Savaş politikalarıyla birlikte Kürt kentleri tekrar yerle bir edilirken, 90’lı yıllarda uygulanan asimilasyon ve göç politikalarının tanıkları, o zaman yaşadılarının bugün de tekrar edilidiğini söyledi. Amed’in Bismil ilçesine bağlı Göksu Köyü’nde yaşayan Hesina Güler, 90’lı yıllarda devlet zoruyla köylerini terk etmek zorunda bırakılanlardan. “Ne çektiğimi bir ben bir de çocuklarım bilir” sözleriyle devlet zulmüne dikkat çeken Güler, “Devlet şimdi nasıl ise eskiden de öyleydi. Aslında bunların tek nedeni var o da Kürt olduğumuzdandır.
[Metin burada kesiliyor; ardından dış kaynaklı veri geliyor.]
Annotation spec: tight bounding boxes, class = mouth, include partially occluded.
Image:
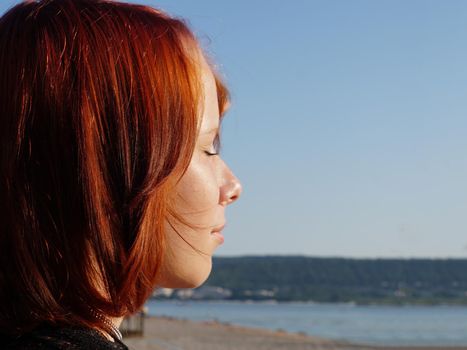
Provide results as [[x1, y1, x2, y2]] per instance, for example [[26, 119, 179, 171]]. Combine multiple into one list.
[[211, 224, 225, 244]]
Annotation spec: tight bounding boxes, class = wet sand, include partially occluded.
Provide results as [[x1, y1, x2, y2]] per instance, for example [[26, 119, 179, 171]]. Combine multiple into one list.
[[124, 317, 467, 350]]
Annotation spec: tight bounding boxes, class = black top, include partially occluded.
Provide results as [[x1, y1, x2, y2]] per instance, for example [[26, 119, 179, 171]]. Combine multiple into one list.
[[0, 327, 128, 350]]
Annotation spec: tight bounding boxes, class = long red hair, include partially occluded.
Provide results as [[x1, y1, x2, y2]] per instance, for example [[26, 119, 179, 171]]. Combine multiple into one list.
[[0, 0, 228, 335]]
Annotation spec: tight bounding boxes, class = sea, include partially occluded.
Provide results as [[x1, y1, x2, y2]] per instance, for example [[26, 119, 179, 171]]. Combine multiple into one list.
[[146, 299, 467, 347]]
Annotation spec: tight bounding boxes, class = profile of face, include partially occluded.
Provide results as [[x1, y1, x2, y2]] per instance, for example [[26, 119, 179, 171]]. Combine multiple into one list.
[[157, 58, 242, 288]]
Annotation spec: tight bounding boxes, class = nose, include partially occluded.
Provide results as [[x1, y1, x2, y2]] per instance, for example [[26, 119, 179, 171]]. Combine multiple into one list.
[[219, 163, 243, 205]]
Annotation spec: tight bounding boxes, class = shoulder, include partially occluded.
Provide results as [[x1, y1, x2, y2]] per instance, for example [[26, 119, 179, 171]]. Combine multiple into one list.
[[0, 327, 128, 350]]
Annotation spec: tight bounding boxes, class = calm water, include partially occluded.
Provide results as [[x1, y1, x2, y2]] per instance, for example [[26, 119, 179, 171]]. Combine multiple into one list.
[[146, 300, 467, 346]]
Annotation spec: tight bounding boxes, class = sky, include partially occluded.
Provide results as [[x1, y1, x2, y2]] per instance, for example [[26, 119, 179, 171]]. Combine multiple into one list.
[[0, 0, 467, 258]]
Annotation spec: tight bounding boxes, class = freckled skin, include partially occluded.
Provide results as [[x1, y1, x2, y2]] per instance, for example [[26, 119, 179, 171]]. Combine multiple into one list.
[[157, 62, 242, 288]]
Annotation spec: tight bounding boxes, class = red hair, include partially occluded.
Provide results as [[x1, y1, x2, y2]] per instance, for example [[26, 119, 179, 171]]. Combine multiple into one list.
[[0, 0, 228, 335]]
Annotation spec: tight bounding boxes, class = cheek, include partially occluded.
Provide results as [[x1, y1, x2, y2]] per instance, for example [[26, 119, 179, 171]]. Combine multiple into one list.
[[176, 159, 219, 214]]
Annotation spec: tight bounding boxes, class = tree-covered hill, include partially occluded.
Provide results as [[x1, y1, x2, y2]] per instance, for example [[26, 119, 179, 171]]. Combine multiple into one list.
[[201, 256, 467, 303]]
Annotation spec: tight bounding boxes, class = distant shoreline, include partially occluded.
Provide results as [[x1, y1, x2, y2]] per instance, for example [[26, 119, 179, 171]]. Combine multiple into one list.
[[124, 316, 467, 350]]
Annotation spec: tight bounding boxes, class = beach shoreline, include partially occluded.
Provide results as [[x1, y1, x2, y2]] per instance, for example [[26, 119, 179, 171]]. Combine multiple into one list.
[[124, 316, 467, 350]]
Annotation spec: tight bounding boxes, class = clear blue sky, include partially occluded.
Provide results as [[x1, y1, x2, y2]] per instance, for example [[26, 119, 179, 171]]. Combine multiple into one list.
[[0, 0, 467, 257]]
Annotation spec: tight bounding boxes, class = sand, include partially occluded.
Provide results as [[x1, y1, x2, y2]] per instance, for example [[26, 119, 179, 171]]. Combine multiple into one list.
[[124, 317, 467, 350]]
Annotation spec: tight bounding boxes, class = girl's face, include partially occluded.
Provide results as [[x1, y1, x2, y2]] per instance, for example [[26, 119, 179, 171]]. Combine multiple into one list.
[[158, 62, 242, 288]]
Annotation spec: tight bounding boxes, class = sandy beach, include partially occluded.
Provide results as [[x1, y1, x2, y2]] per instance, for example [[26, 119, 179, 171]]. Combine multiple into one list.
[[124, 317, 467, 350]]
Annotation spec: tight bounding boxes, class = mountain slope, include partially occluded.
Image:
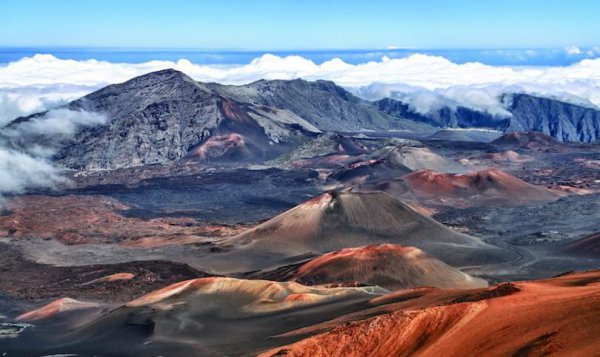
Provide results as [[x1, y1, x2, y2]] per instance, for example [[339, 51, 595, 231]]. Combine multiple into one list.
[[291, 244, 487, 290], [375, 94, 600, 143], [210, 79, 433, 133], [228, 192, 506, 271], [260, 270, 600, 357], [11, 70, 320, 169]]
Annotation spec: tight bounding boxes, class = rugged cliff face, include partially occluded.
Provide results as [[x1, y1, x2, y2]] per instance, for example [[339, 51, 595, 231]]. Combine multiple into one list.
[[211, 79, 432, 133], [375, 94, 600, 143], [11, 70, 320, 169], [8, 69, 600, 170], [375, 98, 510, 130], [505, 94, 600, 143]]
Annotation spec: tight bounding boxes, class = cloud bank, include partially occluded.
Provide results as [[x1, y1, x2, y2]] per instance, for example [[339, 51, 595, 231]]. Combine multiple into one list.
[[0, 51, 600, 196], [0, 109, 106, 206], [0, 52, 600, 119]]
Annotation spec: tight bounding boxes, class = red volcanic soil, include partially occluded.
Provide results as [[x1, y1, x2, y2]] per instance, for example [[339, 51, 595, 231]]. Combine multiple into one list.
[[126, 277, 378, 317], [402, 169, 561, 207], [227, 192, 499, 271], [485, 150, 533, 162], [189, 133, 246, 159], [0, 195, 248, 247], [292, 244, 487, 290], [561, 232, 600, 258], [262, 271, 600, 357]]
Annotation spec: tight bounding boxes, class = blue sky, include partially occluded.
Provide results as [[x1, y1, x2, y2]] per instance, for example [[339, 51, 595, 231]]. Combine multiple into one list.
[[0, 0, 600, 50]]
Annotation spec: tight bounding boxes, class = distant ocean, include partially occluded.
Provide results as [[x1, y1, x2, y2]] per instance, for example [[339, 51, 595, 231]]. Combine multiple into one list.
[[0, 47, 585, 66]]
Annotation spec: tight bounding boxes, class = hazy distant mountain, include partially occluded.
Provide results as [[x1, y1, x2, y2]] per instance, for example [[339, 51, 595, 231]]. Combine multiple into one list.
[[9, 69, 600, 169], [375, 94, 600, 143]]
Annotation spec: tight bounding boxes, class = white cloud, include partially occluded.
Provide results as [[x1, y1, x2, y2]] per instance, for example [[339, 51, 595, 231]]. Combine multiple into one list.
[[0, 49, 600, 119], [0, 147, 67, 200], [0, 109, 106, 202], [0, 52, 600, 196], [565, 46, 582, 56]]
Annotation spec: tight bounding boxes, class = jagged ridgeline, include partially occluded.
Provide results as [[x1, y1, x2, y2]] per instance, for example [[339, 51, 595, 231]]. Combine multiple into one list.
[[9, 69, 600, 169]]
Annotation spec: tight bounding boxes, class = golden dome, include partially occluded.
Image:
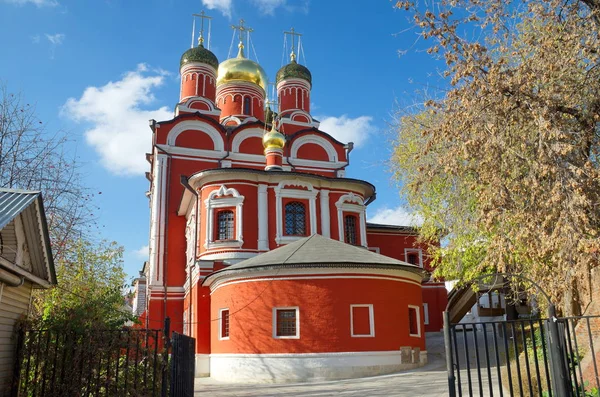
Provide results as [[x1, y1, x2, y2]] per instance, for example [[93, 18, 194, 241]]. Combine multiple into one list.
[[217, 43, 268, 92], [263, 123, 285, 149]]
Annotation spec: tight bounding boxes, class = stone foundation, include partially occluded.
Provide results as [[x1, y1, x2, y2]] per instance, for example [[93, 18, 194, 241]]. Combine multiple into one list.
[[196, 347, 427, 383]]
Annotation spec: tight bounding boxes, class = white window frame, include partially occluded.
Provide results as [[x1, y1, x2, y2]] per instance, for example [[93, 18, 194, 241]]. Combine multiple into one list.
[[350, 304, 375, 338], [204, 185, 244, 249], [273, 180, 319, 245], [404, 248, 423, 268], [219, 307, 231, 340], [335, 193, 367, 248], [408, 305, 421, 338], [273, 306, 300, 339]]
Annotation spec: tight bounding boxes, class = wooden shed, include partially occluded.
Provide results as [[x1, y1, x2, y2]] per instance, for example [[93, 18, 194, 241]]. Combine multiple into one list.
[[0, 189, 56, 396]]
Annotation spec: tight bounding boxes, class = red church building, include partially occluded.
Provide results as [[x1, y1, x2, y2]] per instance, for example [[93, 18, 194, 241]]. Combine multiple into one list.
[[138, 20, 446, 381]]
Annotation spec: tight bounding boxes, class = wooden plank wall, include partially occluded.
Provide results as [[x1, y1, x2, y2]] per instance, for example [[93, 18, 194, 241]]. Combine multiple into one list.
[[0, 281, 32, 397]]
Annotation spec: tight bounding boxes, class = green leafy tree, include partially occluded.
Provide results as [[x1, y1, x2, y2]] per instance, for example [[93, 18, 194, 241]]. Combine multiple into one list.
[[393, 0, 600, 313], [36, 239, 133, 330]]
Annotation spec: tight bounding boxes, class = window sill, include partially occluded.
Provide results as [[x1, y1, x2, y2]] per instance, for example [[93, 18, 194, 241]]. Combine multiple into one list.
[[275, 236, 308, 245], [204, 240, 244, 250]]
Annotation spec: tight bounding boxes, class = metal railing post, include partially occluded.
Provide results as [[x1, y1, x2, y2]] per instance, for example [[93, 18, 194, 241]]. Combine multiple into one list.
[[547, 304, 573, 397], [444, 310, 456, 397]]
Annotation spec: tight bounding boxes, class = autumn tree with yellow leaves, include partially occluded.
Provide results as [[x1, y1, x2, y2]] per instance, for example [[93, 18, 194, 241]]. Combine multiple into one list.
[[393, 0, 600, 314]]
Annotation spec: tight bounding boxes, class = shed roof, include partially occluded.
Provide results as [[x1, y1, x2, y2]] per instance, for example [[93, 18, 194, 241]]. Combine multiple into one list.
[[0, 188, 56, 287]]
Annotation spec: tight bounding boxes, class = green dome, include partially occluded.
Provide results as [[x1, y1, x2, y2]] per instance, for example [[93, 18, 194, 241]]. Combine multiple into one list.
[[276, 60, 312, 85], [179, 44, 219, 69]]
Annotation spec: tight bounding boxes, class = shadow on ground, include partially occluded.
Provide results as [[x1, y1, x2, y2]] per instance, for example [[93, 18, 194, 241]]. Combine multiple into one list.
[[195, 333, 448, 397]]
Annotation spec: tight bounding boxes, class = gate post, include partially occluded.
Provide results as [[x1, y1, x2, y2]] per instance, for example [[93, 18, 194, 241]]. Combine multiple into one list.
[[547, 304, 572, 397], [160, 316, 171, 397], [443, 310, 456, 397]]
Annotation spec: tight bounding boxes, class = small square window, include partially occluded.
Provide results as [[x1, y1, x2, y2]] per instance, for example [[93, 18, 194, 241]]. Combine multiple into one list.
[[219, 309, 229, 340], [273, 307, 300, 339], [404, 248, 423, 267], [350, 305, 375, 338]]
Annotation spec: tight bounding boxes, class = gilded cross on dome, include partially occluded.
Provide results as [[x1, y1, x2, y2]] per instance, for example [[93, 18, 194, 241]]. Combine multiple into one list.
[[283, 28, 302, 62], [231, 19, 254, 43], [192, 10, 212, 46]]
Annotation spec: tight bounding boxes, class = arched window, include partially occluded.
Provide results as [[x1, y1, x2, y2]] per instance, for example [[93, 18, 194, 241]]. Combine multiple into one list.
[[344, 215, 358, 245], [244, 97, 252, 114], [217, 210, 234, 240], [285, 201, 306, 236]]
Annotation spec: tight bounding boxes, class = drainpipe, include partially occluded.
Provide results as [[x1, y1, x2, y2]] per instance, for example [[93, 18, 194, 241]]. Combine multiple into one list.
[[219, 131, 231, 166], [154, 144, 173, 328], [365, 192, 377, 207], [180, 175, 200, 336], [334, 142, 354, 177]]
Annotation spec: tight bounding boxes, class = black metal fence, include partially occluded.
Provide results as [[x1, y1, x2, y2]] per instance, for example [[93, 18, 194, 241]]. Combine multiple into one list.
[[11, 322, 179, 397], [445, 316, 600, 397], [170, 332, 196, 397]]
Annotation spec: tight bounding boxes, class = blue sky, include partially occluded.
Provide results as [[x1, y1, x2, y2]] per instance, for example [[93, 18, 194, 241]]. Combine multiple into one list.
[[0, 0, 439, 275]]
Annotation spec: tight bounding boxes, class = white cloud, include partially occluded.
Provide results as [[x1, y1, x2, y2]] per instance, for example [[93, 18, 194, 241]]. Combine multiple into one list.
[[46, 33, 66, 46], [317, 114, 376, 147], [202, 0, 231, 17], [252, 0, 286, 15], [61, 64, 173, 175], [202, 0, 308, 18], [133, 245, 150, 259], [368, 206, 423, 226], [0, 0, 58, 7]]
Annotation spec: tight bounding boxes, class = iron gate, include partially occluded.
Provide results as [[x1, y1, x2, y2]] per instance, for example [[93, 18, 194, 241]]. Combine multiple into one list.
[[170, 332, 196, 397], [444, 312, 600, 397]]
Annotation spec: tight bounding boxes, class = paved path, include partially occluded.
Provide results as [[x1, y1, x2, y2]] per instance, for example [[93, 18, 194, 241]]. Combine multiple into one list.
[[195, 334, 448, 397]]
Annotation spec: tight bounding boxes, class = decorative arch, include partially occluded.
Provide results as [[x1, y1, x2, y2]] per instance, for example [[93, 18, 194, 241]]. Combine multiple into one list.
[[231, 128, 264, 153], [185, 97, 216, 112], [290, 135, 337, 162], [167, 121, 225, 151], [335, 193, 367, 247], [221, 116, 242, 125]]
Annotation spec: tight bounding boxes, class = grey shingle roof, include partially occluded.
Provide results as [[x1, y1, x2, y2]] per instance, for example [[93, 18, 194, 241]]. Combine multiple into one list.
[[0, 189, 40, 229], [207, 234, 424, 279], [0, 188, 56, 284]]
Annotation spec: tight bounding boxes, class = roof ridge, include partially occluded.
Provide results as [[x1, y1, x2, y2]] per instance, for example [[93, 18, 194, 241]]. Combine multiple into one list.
[[281, 233, 317, 265]]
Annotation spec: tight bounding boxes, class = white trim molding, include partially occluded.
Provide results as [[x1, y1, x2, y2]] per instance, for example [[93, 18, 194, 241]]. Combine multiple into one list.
[[290, 135, 338, 162], [404, 248, 423, 267], [273, 306, 300, 339], [273, 179, 318, 245], [204, 185, 244, 249], [231, 128, 264, 153], [335, 193, 367, 248], [408, 305, 421, 338], [350, 304, 375, 338], [167, 120, 225, 152], [219, 307, 231, 340]]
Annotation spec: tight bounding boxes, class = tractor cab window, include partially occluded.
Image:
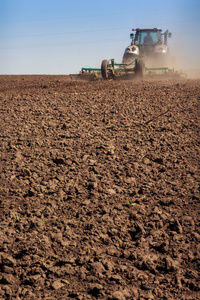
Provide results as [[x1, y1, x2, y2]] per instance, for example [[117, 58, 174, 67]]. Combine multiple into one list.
[[135, 30, 160, 45]]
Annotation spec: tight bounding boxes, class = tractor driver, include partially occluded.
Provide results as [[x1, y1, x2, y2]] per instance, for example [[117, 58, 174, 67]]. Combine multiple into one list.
[[144, 31, 153, 44]]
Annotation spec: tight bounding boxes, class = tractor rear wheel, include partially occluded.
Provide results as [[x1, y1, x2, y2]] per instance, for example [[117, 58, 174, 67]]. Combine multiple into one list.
[[135, 60, 145, 78], [101, 59, 109, 79]]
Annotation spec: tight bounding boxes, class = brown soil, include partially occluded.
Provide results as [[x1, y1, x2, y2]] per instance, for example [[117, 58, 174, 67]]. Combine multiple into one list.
[[0, 76, 200, 300]]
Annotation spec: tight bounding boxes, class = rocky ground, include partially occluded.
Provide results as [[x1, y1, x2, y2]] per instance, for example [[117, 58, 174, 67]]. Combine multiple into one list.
[[0, 76, 200, 300]]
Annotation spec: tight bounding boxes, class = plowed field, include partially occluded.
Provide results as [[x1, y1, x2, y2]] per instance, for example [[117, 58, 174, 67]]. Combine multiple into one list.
[[0, 76, 200, 300]]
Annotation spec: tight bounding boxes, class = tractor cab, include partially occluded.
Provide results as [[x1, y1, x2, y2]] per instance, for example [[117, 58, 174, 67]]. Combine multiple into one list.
[[130, 28, 171, 46], [134, 29, 162, 45]]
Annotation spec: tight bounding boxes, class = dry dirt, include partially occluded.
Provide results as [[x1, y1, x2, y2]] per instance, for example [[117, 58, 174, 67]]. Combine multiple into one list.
[[0, 76, 200, 300]]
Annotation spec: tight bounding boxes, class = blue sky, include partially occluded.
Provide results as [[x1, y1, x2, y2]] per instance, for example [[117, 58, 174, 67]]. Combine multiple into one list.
[[0, 0, 200, 74]]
Bizim köyde çatışma yaşandı ardından köyü terk etmemizi söylediler. Biz de hiçbir şey almadan kendimizi Diyarbakır’ın sokaklarına attık. Eşimin evde bulunan silahını alıp bir eylemde kullandılar ve sonra eşimi gözaltına alıp 1 aydan fazla işkence yaptılar ve tutukladılar. Eşim 5 yıl cezaevinde kaldıktan sonra bırakıldı ardından yine ‘cezası var’ denilerek tutuklandı. Eşim 76 yaşında ve hala cezaevinde tutuluyor” dedi.

Önce sorunları çözün

Çocuklarının yaşananlardan etkilenip mücadeleye katıldığını belirten Güler, çocuklarından birinin 18 yıl önce hayatını kaybettiğini ve daha cenazesinin dahi nerede olduğunu bilemediğini belirtti. Barış Anneleri Meclisi’nde yer alarak yaşanan zulmün sona ermesi için mücadele yürüttüğünü dile getiren Güler, “Biz de insanız, haklarımızı istiyoruz. Erdoğan başkanlığının derdine düşmüş. Sen önce ülkedeki sorunları çöz ardından neyin derdine düşüyorsan düş. Kürtlerden ne isteniyor? Bir anne için ölen çocuğun Kürt ya da Türk oluşu bir şey değiştirir mi? Yıllardır bu savaşa verilmedik fidan gibi can kalmadı. Yeter artık diyoruz, anneler artık ağlamasın” çağrısında bulunuyor.